Studies that evaluated patients 18 years of age or older who were diagnosed with a major depressive episode, defined by a standard, accepted scale (eg, Diagnostic and Statistical Manual of Mental Disorders or International Classification of Diseases-9) as either endogenous or unipolar depression, were eligible. Patients must have scored 15 or greater on the Hamilton Depression (HAMD) scale (any version), or 18 or greater on the Montgomery-Asberg (MADRS) scale . Patients could not have been taking any concomitant antidepressants, lithium or thyroid, nor have any concomitant diseases (especially metabolic, endocrine or psychiatric). They could, however, have been taking other drugs such as tranquilizers or hypnotics.

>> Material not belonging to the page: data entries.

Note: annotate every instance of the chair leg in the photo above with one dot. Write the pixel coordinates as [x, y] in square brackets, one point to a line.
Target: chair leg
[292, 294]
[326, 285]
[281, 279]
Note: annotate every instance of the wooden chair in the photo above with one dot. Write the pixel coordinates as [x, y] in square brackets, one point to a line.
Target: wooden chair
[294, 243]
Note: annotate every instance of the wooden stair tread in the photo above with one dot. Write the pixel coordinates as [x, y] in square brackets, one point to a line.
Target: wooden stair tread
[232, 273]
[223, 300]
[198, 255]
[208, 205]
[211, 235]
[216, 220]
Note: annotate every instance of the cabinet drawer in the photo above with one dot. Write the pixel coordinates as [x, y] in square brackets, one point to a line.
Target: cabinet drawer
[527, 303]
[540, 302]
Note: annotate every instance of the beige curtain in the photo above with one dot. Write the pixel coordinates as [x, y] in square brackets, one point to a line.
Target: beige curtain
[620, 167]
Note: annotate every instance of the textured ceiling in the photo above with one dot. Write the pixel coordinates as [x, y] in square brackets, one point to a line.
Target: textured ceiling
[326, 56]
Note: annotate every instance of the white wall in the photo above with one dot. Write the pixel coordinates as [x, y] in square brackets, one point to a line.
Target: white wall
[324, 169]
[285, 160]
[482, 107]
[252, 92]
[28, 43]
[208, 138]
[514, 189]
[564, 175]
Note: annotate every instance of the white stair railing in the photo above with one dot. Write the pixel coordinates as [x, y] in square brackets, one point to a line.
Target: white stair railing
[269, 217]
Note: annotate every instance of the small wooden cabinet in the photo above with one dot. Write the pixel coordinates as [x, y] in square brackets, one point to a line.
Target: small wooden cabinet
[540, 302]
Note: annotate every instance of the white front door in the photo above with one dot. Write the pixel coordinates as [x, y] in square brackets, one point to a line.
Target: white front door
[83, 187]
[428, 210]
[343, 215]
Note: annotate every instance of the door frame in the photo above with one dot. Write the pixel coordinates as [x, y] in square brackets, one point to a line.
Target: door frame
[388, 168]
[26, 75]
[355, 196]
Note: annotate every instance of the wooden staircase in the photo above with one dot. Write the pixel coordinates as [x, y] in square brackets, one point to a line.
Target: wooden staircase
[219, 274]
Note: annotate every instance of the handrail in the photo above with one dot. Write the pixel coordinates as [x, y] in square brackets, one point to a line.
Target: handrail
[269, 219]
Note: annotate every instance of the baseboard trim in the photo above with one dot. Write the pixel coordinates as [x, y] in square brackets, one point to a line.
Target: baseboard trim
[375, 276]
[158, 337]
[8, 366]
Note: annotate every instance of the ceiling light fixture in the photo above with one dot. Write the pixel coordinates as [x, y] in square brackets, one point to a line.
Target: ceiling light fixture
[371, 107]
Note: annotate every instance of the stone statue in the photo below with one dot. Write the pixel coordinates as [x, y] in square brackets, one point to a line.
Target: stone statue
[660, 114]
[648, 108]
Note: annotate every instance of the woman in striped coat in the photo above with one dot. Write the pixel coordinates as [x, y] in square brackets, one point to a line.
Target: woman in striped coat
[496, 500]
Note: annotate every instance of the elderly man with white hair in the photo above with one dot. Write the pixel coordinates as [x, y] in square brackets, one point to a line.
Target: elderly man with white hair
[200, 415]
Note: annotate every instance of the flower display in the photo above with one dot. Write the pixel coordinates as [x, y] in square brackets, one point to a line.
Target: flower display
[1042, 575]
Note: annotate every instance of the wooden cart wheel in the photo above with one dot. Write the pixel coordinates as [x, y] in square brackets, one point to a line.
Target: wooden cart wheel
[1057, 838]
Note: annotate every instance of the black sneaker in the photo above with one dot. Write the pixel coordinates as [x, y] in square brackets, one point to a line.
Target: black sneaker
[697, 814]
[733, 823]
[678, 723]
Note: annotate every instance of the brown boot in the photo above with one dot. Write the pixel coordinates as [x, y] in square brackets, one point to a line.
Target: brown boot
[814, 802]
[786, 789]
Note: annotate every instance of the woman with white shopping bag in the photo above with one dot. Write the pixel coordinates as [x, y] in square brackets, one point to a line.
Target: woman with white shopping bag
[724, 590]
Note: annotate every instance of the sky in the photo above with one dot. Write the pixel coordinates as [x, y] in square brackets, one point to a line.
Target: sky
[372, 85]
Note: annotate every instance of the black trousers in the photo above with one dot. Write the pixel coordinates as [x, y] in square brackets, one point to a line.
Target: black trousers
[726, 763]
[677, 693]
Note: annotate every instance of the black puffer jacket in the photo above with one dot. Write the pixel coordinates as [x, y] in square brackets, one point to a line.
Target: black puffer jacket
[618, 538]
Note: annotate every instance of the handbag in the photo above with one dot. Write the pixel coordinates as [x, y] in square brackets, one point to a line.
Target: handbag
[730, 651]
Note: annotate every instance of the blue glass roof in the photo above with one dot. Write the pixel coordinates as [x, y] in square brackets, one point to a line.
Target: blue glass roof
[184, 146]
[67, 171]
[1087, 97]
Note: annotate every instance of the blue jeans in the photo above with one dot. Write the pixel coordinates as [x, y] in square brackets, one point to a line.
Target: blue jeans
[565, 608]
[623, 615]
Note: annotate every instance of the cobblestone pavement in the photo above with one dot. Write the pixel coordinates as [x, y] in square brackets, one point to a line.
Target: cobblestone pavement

Efficacy was defined as a 50% reduction in HAMD or MADRS score. Tolerability was defined in terms of dropouts due to adverse drug reactions (ADRs) and lack of effect. Clinical rates for in-patients and out-patients were determined separately.
Two reviewers independently identified studies to be included in the analysis. Inter-rater agreement of both study selection and data extraction was evaluated by calculating kappa. Disagreements were resolved through consensus. The rationale for decisions was discussed until reviewers agreed on the final decision.
Data were combined using a random effects model, modified for use in combining data from individual arms of trials or cross-sectional studies . Results were summarized across studies or arms of studies to arrive at a single estimate for success rates, along with a 95% CI. Both within-study variance and between-study variance are incorporated into the standard error, which reduces the impact of heterogeneity among studies. The CI produced by this approach allows for evaluation of the sensitivity of parameters to changes in estimates and can serve as a rough statistical test for differences in rates.